Wakil Menteri Dalam Negeri (Wamendagri) Bima Arya memberikan tanggapan resmi terkait langkah Gubernur Jawa Barat, Dedi Mulyadi (KDM), yang menggelar sayembara berburu begal dan jambret. Bima menekankan bahwa setiap inovasi daerah harus tetap berjalan dalam koridor hukum dan tidak melemahkan peran aparat penegak hukum.
Koordinasi dengan Aparat Penegak Hukum Jadi Kunci
Bima Arya menyatakan, "Ya, saya kira teman-teman kepala daerah harus memastikan bahwa semua berjalan dalam koridor hukum, memastikan bahwa sistem itu bekerja dan melakukan koordinasi antara pemerintah daerah dengan aparat. Itu yang paling pokok, yang maksimal begitu ya." Pernyataan ini disampaikan di Kompleks Istana Kepresidenan, Jakarta, pada Selasa (27/7/2026).
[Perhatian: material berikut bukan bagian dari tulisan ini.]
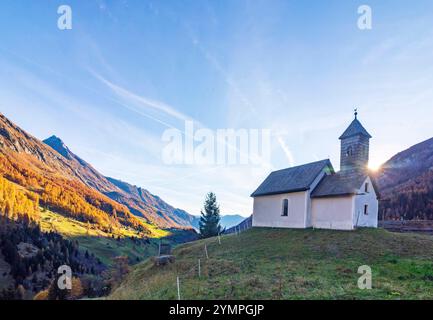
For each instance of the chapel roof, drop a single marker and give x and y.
(294, 179)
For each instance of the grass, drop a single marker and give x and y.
(291, 264)
(101, 243)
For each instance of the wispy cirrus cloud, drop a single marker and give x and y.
(141, 101)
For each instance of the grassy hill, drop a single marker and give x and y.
(102, 244)
(291, 264)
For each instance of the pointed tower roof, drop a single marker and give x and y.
(355, 128)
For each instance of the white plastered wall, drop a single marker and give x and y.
(268, 210)
(333, 212)
(370, 198)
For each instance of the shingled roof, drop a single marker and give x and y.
(339, 184)
(293, 179)
(355, 128)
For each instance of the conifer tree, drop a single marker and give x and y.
(210, 218)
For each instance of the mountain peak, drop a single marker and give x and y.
(57, 144)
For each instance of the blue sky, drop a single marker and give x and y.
(129, 69)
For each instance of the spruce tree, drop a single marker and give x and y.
(210, 218)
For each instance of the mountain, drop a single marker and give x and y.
(144, 199)
(282, 264)
(406, 184)
(139, 201)
(33, 175)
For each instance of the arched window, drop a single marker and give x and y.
(285, 210)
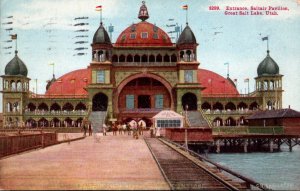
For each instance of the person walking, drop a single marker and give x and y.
(90, 129)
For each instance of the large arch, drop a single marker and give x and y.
(43, 106)
(218, 106)
(206, 106)
(190, 100)
(230, 106)
(100, 102)
(55, 107)
(126, 81)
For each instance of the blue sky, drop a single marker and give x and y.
(46, 35)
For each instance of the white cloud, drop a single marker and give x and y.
(290, 4)
(36, 13)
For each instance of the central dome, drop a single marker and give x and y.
(143, 34)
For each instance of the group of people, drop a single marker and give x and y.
(134, 129)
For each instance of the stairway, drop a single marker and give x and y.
(97, 119)
(196, 119)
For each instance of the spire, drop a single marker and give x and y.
(143, 13)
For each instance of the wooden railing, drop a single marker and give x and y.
(19, 142)
(234, 130)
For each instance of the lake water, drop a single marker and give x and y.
(278, 171)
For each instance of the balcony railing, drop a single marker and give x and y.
(57, 96)
(229, 112)
(142, 110)
(54, 112)
(239, 130)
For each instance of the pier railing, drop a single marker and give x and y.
(237, 175)
(16, 142)
(241, 130)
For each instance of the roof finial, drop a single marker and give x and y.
(143, 13)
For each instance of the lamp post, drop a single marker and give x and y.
(185, 129)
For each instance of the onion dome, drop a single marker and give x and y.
(187, 36)
(143, 13)
(267, 67)
(49, 82)
(143, 34)
(16, 67)
(101, 36)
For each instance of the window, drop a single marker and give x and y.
(129, 101)
(188, 76)
(159, 101)
(144, 35)
(168, 123)
(100, 76)
(132, 35)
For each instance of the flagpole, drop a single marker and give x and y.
(268, 43)
(186, 16)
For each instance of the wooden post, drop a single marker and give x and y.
(271, 145)
(279, 144)
(218, 146)
(245, 145)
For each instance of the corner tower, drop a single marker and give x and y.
(15, 92)
(269, 83)
(188, 89)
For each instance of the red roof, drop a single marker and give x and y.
(126, 39)
(66, 84)
(215, 84)
(219, 84)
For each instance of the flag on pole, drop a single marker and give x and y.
(13, 36)
(99, 8)
(185, 7)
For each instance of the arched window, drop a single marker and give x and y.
(19, 86)
(158, 58)
(13, 85)
(151, 58)
(55, 107)
(43, 106)
(218, 106)
(188, 55)
(190, 100)
(115, 58)
(137, 58)
(242, 105)
(253, 106)
(80, 106)
(230, 122)
(68, 107)
(218, 122)
(166, 58)
(144, 58)
(206, 106)
(122, 58)
(173, 58)
(230, 106)
(31, 107)
(129, 58)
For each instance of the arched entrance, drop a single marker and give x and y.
(100, 102)
(144, 94)
(190, 100)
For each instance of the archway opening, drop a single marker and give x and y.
(190, 100)
(100, 102)
(144, 101)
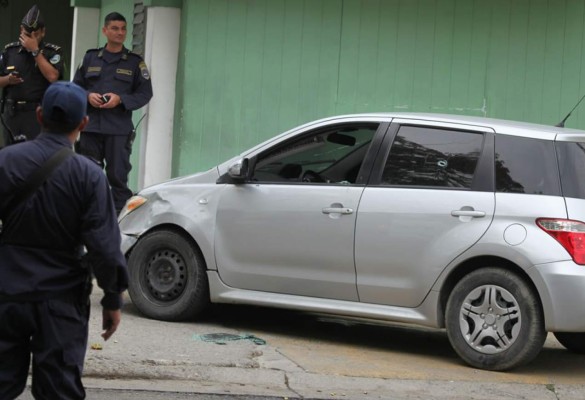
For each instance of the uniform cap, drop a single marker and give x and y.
(64, 103)
(33, 19)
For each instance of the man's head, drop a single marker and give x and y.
(64, 108)
(115, 28)
(33, 22)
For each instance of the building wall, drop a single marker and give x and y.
(250, 69)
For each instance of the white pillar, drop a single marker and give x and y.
(86, 22)
(163, 25)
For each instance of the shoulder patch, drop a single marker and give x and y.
(53, 46)
(55, 59)
(13, 44)
(135, 54)
(144, 70)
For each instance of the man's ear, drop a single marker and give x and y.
(83, 123)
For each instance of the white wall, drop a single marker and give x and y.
(163, 25)
(85, 25)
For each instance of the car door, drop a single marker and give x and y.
(290, 229)
(430, 199)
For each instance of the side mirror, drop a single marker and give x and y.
(237, 172)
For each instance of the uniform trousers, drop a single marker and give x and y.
(55, 333)
(114, 151)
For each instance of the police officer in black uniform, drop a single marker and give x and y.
(44, 296)
(117, 82)
(27, 68)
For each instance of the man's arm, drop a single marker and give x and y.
(32, 44)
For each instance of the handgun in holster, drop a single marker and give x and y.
(4, 102)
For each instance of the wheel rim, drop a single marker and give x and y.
(165, 275)
(490, 319)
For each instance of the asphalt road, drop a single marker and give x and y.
(236, 350)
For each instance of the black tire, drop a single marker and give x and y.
(572, 341)
(168, 279)
(494, 320)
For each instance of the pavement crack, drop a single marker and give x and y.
(552, 388)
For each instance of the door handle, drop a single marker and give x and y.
(468, 213)
(337, 210)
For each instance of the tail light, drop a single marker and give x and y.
(570, 234)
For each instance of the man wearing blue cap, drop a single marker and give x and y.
(27, 68)
(117, 83)
(44, 288)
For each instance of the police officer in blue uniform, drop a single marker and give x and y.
(117, 82)
(27, 68)
(44, 296)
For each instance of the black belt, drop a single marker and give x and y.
(22, 105)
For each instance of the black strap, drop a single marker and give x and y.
(36, 179)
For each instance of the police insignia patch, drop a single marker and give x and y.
(144, 70)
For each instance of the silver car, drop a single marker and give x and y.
(470, 224)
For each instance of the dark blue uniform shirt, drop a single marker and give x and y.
(41, 239)
(17, 58)
(125, 74)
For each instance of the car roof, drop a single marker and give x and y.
(502, 126)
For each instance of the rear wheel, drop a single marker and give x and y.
(168, 278)
(572, 341)
(494, 320)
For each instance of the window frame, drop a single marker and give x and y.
(367, 164)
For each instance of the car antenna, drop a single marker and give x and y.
(562, 123)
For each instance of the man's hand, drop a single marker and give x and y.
(110, 321)
(113, 101)
(14, 79)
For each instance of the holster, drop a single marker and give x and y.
(87, 266)
(131, 138)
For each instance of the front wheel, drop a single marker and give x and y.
(572, 341)
(168, 278)
(494, 320)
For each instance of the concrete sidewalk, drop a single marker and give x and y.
(148, 355)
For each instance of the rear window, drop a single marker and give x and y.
(525, 165)
(572, 167)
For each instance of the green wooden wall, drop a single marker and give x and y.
(251, 69)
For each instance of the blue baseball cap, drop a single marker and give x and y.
(64, 103)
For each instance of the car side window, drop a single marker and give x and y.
(571, 157)
(526, 165)
(427, 156)
(333, 155)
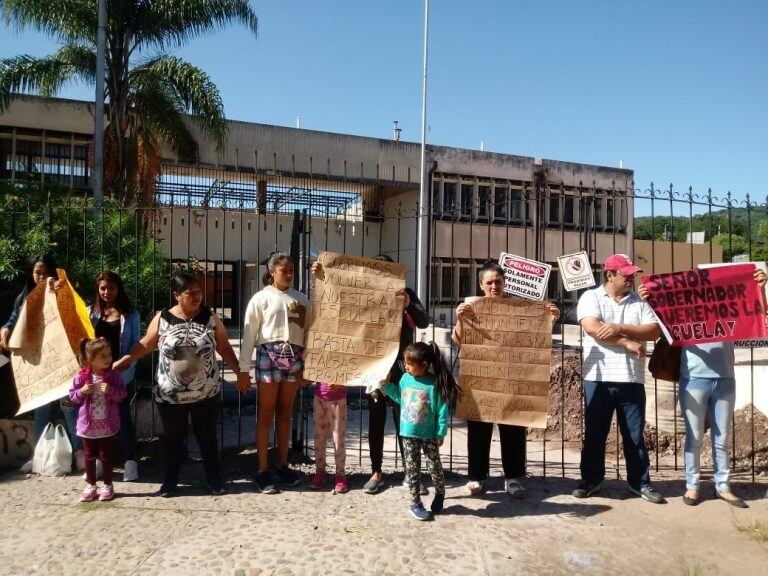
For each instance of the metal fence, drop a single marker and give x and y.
(225, 223)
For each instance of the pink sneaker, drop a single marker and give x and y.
(340, 484)
(318, 479)
(89, 493)
(106, 493)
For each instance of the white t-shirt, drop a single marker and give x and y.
(610, 362)
(273, 315)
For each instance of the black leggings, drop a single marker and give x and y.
(377, 420)
(204, 417)
(512, 439)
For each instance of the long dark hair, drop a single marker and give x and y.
(429, 353)
(274, 259)
(29, 279)
(489, 266)
(89, 347)
(122, 302)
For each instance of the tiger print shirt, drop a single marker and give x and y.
(187, 370)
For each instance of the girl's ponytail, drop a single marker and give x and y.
(444, 380)
(82, 358)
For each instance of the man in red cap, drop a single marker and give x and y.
(616, 324)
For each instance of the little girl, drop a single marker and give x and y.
(330, 414)
(97, 390)
(424, 400)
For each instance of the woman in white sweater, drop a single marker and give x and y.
(274, 325)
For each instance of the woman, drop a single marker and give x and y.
(116, 320)
(708, 389)
(479, 434)
(274, 322)
(43, 269)
(187, 335)
(414, 316)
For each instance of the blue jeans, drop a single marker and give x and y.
(697, 397)
(127, 436)
(627, 399)
(46, 414)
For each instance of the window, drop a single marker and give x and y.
(598, 213)
(446, 282)
(609, 222)
(483, 201)
(500, 203)
(568, 215)
(467, 199)
(554, 209)
(466, 282)
(516, 205)
(449, 197)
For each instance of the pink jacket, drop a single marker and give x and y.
(117, 391)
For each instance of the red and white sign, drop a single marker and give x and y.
(524, 278)
(708, 305)
(576, 271)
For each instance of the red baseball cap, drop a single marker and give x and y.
(622, 264)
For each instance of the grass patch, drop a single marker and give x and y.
(94, 506)
(756, 529)
(687, 568)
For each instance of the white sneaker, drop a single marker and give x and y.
(130, 471)
(80, 460)
(99, 470)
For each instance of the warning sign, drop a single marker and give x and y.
(524, 278)
(576, 271)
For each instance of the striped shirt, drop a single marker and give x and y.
(610, 362)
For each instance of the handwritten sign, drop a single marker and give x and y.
(505, 362)
(708, 305)
(524, 278)
(43, 359)
(576, 271)
(357, 311)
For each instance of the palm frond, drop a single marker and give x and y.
(161, 111)
(69, 20)
(192, 88)
(171, 23)
(47, 75)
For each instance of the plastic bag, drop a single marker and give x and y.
(53, 452)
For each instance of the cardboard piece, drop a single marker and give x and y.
(525, 278)
(576, 271)
(505, 362)
(44, 344)
(708, 304)
(356, 314)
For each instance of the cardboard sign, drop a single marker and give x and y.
(576, 271)
(43, 360)
(524, 278)
(354, 330)
(708, 304)
(505, 361)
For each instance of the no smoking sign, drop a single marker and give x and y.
(576, 271)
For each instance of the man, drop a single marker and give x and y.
(616, 324)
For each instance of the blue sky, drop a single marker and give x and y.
(675, 89)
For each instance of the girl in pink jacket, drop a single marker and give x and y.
(97, 390)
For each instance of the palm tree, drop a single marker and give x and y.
(148, 93)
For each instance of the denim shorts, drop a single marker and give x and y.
(279, 362)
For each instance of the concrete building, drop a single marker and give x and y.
(354, 194)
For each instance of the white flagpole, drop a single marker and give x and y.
(421, 255)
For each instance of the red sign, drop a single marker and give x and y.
(708, 304)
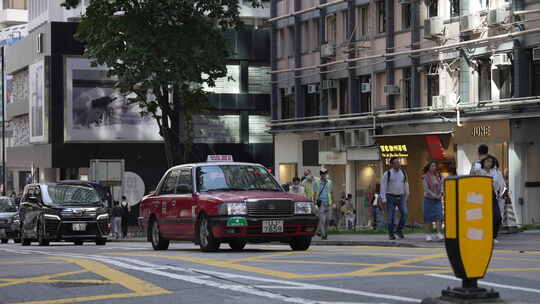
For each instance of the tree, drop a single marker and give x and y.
(158, 50)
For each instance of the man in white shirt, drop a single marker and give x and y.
(394, 193)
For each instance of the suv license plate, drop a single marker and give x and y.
(273, 226)
(79, 227)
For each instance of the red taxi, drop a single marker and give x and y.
(225, 202)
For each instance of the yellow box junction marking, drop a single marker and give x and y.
(138, 288)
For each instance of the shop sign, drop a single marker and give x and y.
(333, 158)
(388, 151)
(483, 131)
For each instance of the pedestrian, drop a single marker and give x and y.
(117, 220)
(125, 216)
(322, 191)
(499, 186)
(307, 183)
(394, 194)
(296, 187)
(432, 183)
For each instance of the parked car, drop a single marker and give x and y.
(73, 211)
(225, 202)
(9, 220)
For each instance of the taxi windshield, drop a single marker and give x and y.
(235, 178)
(7, 205)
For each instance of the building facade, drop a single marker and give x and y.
(355, 82)
(63, 112)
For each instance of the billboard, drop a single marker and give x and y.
(95, 111)
(36, 92)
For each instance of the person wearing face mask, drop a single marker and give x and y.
(489, 168)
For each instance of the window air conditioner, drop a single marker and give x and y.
(336, 142)
(327, 50)
(438, 102)
(313, 88)
(433, 27)
(329, 84)
(365, 87)
(497, 16)
(469, 23)
(536, 54)
(500, 60)
(391, 90)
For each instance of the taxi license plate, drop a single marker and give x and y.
(79, 227)
(274, 226)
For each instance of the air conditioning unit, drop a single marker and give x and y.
(536, 54)
(433, 26)
(498, 16)
(328, 50)
(336, 142)
(313, 88)
(391, 90)
(438, 102)
(500, 60)
(469, 23)
(289, 91)
(365, 87)
(329, 84)
(358, 138)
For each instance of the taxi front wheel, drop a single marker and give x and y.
(300, 243)
(207, 242)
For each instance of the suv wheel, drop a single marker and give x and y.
(158, 242)
(300, 243)
(237, 244)
(207, 242)
(41, 235)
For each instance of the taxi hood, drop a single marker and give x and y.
(239, 196)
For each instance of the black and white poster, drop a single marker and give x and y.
(36, 79)
(96, 111)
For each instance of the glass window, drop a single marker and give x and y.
(169, 183)
(234, 178)
(69, 194)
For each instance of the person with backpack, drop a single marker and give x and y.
(394, 194)
(322, 195)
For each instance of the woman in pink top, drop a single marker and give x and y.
(432, 182)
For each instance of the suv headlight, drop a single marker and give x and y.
(233, 209)
(304, 208)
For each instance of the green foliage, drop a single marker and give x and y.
(163, 47)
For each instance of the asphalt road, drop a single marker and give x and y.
(134, 273)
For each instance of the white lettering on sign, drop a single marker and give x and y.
(475, 234)
(474, 214)
(481, 131)
(475, 198)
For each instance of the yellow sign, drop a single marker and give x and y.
(469, 224)
(388, 151)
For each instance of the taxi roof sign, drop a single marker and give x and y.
(218, 158)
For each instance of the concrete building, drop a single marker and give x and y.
(355, 82)
(57, 126)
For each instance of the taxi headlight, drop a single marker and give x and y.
(304, 208)
(233, 209)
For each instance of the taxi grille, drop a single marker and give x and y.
(270, 208)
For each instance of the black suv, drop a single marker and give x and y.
(9, 220)
(75, 211)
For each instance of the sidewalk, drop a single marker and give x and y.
(522, 241)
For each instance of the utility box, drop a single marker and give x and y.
(109, 173)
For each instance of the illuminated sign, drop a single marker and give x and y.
(388, 151)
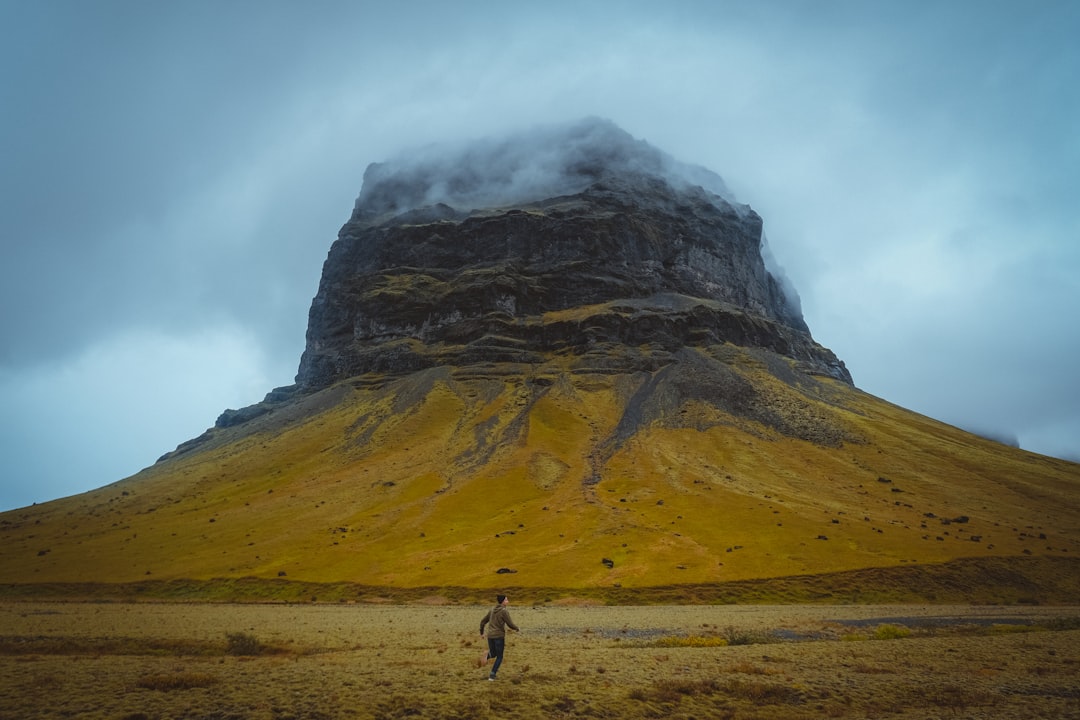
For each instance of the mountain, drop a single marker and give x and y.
(558, 362)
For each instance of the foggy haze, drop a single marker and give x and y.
(174, 175)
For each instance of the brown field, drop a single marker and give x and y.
(232, 662)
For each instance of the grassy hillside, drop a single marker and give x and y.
(570, 478)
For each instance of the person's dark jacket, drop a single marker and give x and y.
(497, 621)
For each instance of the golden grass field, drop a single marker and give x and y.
(122, 661)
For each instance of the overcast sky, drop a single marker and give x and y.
(172, 176)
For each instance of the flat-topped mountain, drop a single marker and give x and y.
(558, 363)
(602, 240)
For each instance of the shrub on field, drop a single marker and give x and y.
(891, 633)
(242, 643)
(176, 681)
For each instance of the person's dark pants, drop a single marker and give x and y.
(495, 648)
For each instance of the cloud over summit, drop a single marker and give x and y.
(543, 162)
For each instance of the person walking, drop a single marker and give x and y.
(497, 621)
Menurut Bima, meskipun sayembara tersebut merupakan bentuk inovasi, langkah utama yang harus dioptimalkan adalah patroli dan kehadiran aparat di lapangan. "Patroli itu kunci. Patroli itu memberikan kesan bahwa pemerintah dan aparat itu hadir di lapangan. Jadi jangan langsung melompat menurut saya ke inovasi-inovasi yang lain," tegasnya.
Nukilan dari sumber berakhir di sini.